Pour parachever ce rempart financier destiné à protéger l’euro des spéculateurs, le Fonds monétaire international (FMI), la Banque centrale européenne (BCE) et le G7 ont également décidé d’agir. Le FMI interviendra au bénéfice des pays menacés de la zone euro à hauteur de 220 milliards d’euros, soit 50% du montant total des garanties apportées par l’UE à travers son fonds de stabilisation.
La BCE mènera «des interventions sur le marché obligataire privé et public de la zone euro» et a réactivé des mécanismes d’échanges de devises avec les banques centrales des Etats-Unis, du Canada, d’Angleterre et de Suisse pour permettre à la zone euro de se procurer plus facilement des dollars. Autant d’initiatives saluées par le G7 dans un communiqué.

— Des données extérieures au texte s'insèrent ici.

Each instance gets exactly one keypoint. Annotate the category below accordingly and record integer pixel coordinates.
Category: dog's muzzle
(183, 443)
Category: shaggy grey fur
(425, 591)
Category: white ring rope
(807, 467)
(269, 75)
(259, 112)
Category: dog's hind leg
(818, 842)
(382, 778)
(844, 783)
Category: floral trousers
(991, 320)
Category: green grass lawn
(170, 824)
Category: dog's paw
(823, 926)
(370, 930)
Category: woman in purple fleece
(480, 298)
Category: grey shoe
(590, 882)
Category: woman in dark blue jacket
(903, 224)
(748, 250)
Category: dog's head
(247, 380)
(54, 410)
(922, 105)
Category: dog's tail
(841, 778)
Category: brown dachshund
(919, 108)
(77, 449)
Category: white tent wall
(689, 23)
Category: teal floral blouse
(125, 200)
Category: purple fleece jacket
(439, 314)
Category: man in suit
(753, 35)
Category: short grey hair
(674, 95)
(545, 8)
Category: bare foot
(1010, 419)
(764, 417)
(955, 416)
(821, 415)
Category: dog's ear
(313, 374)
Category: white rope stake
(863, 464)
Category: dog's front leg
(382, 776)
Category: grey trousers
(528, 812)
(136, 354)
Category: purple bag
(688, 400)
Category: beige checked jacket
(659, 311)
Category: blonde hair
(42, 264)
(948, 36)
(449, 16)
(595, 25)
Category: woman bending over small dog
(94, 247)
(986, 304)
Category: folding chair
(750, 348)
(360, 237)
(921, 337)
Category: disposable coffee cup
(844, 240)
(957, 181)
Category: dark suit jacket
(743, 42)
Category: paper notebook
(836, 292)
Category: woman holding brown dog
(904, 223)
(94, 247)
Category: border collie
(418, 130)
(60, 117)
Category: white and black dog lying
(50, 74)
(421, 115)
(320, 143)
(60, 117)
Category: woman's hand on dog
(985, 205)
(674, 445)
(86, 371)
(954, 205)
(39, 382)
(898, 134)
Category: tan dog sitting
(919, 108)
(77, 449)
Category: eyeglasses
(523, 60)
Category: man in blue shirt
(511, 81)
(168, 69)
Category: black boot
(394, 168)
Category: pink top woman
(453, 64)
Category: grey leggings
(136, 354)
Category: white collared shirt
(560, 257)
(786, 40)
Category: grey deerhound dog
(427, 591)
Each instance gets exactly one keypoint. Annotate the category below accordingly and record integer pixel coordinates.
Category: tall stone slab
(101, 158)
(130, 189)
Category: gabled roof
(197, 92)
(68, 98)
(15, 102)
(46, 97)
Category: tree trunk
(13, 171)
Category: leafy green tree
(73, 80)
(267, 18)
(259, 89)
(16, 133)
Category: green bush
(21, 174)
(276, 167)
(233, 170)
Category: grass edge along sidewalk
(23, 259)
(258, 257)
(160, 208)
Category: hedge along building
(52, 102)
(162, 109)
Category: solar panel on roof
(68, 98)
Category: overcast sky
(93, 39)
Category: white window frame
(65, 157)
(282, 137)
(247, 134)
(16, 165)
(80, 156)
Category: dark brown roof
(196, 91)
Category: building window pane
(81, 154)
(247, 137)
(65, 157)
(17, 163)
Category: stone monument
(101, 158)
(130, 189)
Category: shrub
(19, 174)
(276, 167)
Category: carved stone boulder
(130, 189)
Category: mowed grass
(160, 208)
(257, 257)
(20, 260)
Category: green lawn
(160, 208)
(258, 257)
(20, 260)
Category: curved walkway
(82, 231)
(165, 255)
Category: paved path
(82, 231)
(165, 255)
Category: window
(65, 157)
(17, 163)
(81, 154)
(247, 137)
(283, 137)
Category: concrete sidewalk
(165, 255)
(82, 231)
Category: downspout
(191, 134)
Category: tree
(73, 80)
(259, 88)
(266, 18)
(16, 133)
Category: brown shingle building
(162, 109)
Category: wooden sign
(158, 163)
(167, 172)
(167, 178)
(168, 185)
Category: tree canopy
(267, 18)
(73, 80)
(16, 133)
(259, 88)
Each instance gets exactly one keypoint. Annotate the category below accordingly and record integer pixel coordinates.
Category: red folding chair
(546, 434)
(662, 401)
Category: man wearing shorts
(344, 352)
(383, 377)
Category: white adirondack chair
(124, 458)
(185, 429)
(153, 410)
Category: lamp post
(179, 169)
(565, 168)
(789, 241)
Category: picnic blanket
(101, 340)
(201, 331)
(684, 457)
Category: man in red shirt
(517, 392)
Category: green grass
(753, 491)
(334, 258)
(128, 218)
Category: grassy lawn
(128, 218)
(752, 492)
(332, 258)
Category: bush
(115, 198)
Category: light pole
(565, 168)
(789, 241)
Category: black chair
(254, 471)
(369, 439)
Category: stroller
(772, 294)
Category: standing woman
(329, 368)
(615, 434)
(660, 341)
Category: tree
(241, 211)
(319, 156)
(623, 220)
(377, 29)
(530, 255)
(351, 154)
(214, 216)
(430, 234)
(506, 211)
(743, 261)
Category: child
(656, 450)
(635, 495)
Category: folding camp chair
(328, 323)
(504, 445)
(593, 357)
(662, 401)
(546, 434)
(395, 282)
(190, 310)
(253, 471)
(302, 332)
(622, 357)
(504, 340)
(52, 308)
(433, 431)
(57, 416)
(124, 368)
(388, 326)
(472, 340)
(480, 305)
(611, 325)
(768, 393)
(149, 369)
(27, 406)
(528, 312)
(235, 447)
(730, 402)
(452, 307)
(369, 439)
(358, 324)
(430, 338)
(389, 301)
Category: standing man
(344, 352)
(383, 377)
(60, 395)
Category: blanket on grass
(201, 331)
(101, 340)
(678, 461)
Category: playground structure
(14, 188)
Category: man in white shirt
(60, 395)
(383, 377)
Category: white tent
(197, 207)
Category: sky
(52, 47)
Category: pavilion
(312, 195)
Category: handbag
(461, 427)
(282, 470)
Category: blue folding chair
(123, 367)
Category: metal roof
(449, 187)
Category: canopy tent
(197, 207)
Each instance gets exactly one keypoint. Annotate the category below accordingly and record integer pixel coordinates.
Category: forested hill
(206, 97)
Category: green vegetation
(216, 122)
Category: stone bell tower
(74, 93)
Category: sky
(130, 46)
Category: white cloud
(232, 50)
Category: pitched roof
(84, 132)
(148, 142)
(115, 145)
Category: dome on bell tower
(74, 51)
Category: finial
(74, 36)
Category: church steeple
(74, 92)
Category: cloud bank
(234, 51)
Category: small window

L’ultime partie du dispositif, annoncé juste après l’ouverture de la Bourse de Tokyo, est le resserrement des conditionnalités et l’engagement des pays les plus vulnérables à faire davantage d’efforts. Toute une partie de la soirée, les Vingt-Sept ont discuté du cas de l’Espagne et du Portugal, priés d’annoncer très vite de nouveaux sacrifices pour réduire leurs déficits en 2010 et 2011, de l’ordre de 1 à 2%. Cela devrait être fait lors du prochain conseil Ecofin du 18 mai à Bruxelles. Auparavant, la Commission européenne annoncera le 12 mai une nouvelle série de propositions pour encadrer davantage les transactions financières et «moraliser» les agences de notation, accusées de manipuler leurs «ratings» et d’affoler les marchés.